Coabitare l'Isola
Spazio pubblico e cura dei luoghi
Dialogo
Artext - Coabitare l'Isola, Spazio pubblico e cura dei luoghi a cura di Giorgio Azzoni, Pasquale Campanella, Mimesis 2022.
Potete raccontare del progetto da cui nasce il volume?
Wurmkos (Simona Bordone, Pasquale Campanella): Il progetto, che riguarda la ridefinizione degli spazi de Il Melograno, Centro per l’età evolutiva a Malegno in Val Camonica, ha preso l’avvio nel 2018 su invito di Giorgio Azzoni nell’ambito di aperto_art_on_the_border. Il progetto di aperto_ coinvolge, sin dai suoi esordi nel 2010, le comunità montane della valle e vede il coinvolgimento delle persone e delle istituzioni che ne fanno parte.

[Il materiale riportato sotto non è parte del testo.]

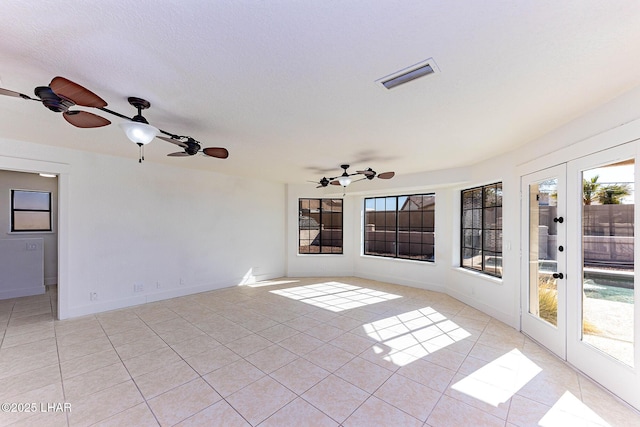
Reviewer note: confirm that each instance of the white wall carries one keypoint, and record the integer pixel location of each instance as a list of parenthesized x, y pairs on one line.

Coabitare l’isola è stato realizzato con i ragazzi che frequentano l’allora Centro diurno di Malegno, Pia Fondazione che lo gestisce, l’amministrazione comunale, e un certo numero di artigiani del paese. Il tutto si condensa in un edificio su cui Wurmkos viene chiamato a intervenire dopo una ristrutturazione. Il progetto è inciampato nei lockdown del covid-19 che ne hanno rallentato la conclusione. Fin qui attori e tempi.
In termini di processo, la base del lavoro è il workshop settimanale con i ragazzi che per un anno e mezzo insieme agli artisti di Wurmkos hanno lavorato alla produzione di disegni nel clima sereno e aperto che caratterizza i workshop del gruppo, dove ciascuno è libero di fare secondo capacità e desiderio, e tutto ha senso e valore.
Una parte del lavoro è poi tornato a Sesto San Giovanni, sede del laboratorio del gruppo, dove ulteriori riflessioni ma anche realizzazioni si sono compiute, per tornare nella sede del Melograno che va considerata nel suo insieme come opera d’arte.
Wurmkos, workshop "Mutuo appoggio", festival "Scripta. L'arte a parole" 2023, SMS Peretola, Firenze. Foto Patrizio Raso
Artext - Quali sono per voi i riferimenti storici e attuali di un pensiero della Cura?
Wurmkos (Simona Bordone, Pasquale Campanella): Curare i luoghi di cura (James Hillmann e Riccardo Mondo tra gli altri) è stata l’idea portante di Wurmkos per diversi anni a partire da una serie di osservazioni sullo stato an-estetico in cui versano i luoghi dedicati alla cura, in particolare legati alle malattie mentali ma non solo, poi tradotti anche in progetti e opere. Riflessioni e pratiche che si condensano con chiarezza nella casa-opera di Wurmkos Abitare, la trasformazione di una comunità psichiatrica del 2004, un progetto realizzato con diversi artisti e con le persone che abitavano quella specifica comunità.
Nel caso di Wurmkos la distanza voluta dalle persone e le pratiche legate alla cura della malattia psichiatrica, anche quelle della cosiddetta Arte terapia, ha prodotto un modo di lavorare che ha lasciato aperte tutte le possibilità legate al fare artistico e ai suoi risultati, con lo sguardo ben rivolto all’arte contemporanea.
Wurmkos, workshop "Mutuo appoggio", festival "Scripta. L'arte a parole" 2023, SMS Peretola, Firenze. Foto Patrizio Raso Artext: Qual è il vostro punto di vista, il paradigma contemporaneo da voi selezionato sul concetto di arte come cura e di cura dello spazio? Quale la dimensione immaginale del processo terapeutico?
Wurmkos (Simona Bordone, Pasquale Campanella): L’idea della Cura, un concetto che occupa un ampio spazio nel dibattito attuale dell’arte, si è fatta largo negli ultimi anni a partire molte azioni dal basso di artisti ma anche di architetti e designer, spesso con altre discipline. Negli spazi abbandonati dalla collettività ma anche in quelli per qualche motivo aperti o in fase di trasformazione si sono create le condizioni per ragionamenti e azioni che immaginano un diverso modo di affrontare la cosa pubblica. Questo ha permesso che si creassero nuovi mondi immaginativi e nuovi modi di pensare l’arte pubblica, pubblica non in quanto realizzata nello spazio pubblico ma in quanto condivisa con un gruppo di persone.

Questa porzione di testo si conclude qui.